Deposition of Size-Selected Cu Nanoparticles by Inert Gas Condensation
1 Facultad de Ciencias Físico-Matemáticas, Universidad Autónoma de Nuevo León, San Nicolás de los Garza, Nuevo León, 66450, México
2 Centro de Innovación, Investigación y Desarrollo en Ingeniería y Tecnología, Laboratorio de Nanociencias y Nanotecnología (CIIDIT-UANL), PIIT Monterrey, Apodaca, NL, 66600, México
3 Centro de Investigación en Materiales Avanzados, S.C.(CIMAV), Av. Alianza Norte #202, Parque de Investigación e Innovación Tecnológica (PIIT), Nueva Carretera Aeropuerto Km. 10, Apodaca, Nuevo León, 66600, México
Nanoscale Research Letters 2009, 5:180-188 doi:10.1007/s11671-009-9462-zPublished: 6 November 2009
Nanometer size-selected Cu clusters in the size range of 1–5 nm have been produced by a plasma-gas-condensation-type cluster deposition apparatus, which combines a grow-discharge sputtering with an inert gas condensation technique. With this method, by controlling the experimental conditions, it was possible to produce nanoparticles with a strict control in size. The structure and size of Cu nanoparticles were determined by mass spectroscopy and confirmed by atomic force microscopy (AFM) and scanning electron transmission microscopy (STEM) measurements. In order to preserve the structural and morphological properties, the energy of cluster impact was controlled; the energy of acceleration of the nanoparticles was in near values at 0.1 ev/atom for being in soft landing regime.
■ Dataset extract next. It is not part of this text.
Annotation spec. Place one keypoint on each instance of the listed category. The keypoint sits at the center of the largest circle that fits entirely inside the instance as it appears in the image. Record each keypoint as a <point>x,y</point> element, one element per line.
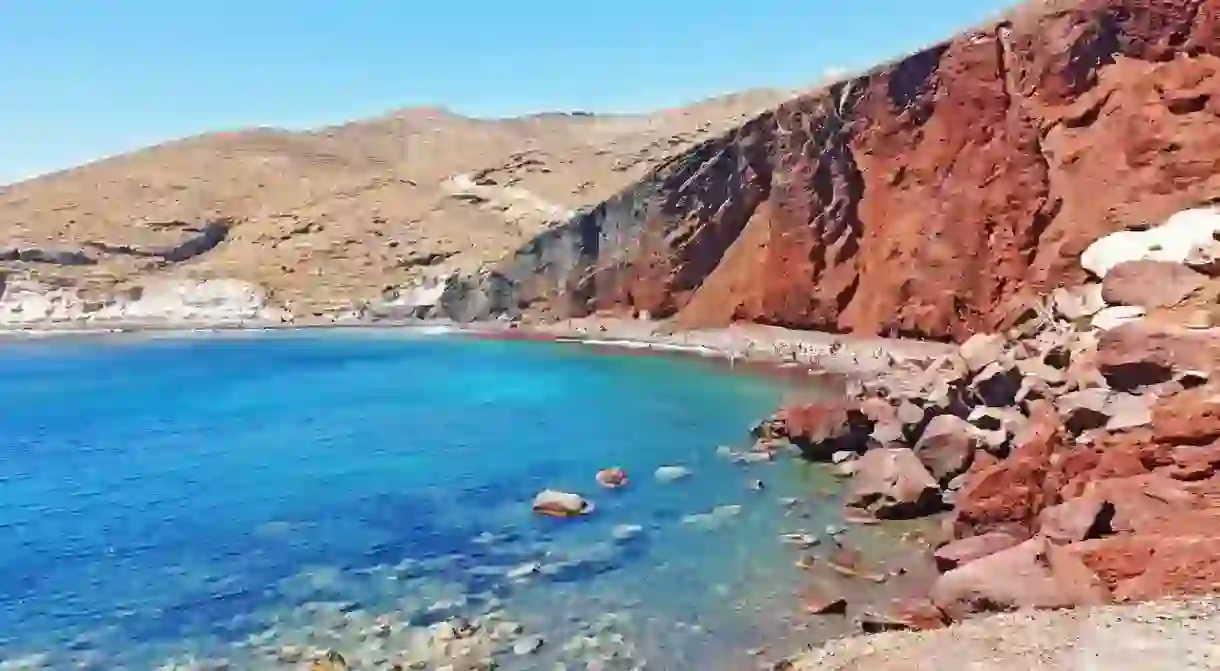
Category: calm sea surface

From SEM measurements developed in STEM-HAADF mode, we found that nanoparticles are near sized to those values fixed experimentally also confirmed by AFM observations. The results are relevant, since it demonstrates that proper optimization of operation conditions can lead to desired cluster sizes as well as desired cluster size distributions. It was also demonstrated the efficiency of the method to obtain size-selected Cu clusters films, as a random stacking of nanometer-size crystallites assembly. The deposition of size-selected metal clusters represents a novel method of preparing Cu nanostructures, with high potential in optical and catalytic applications.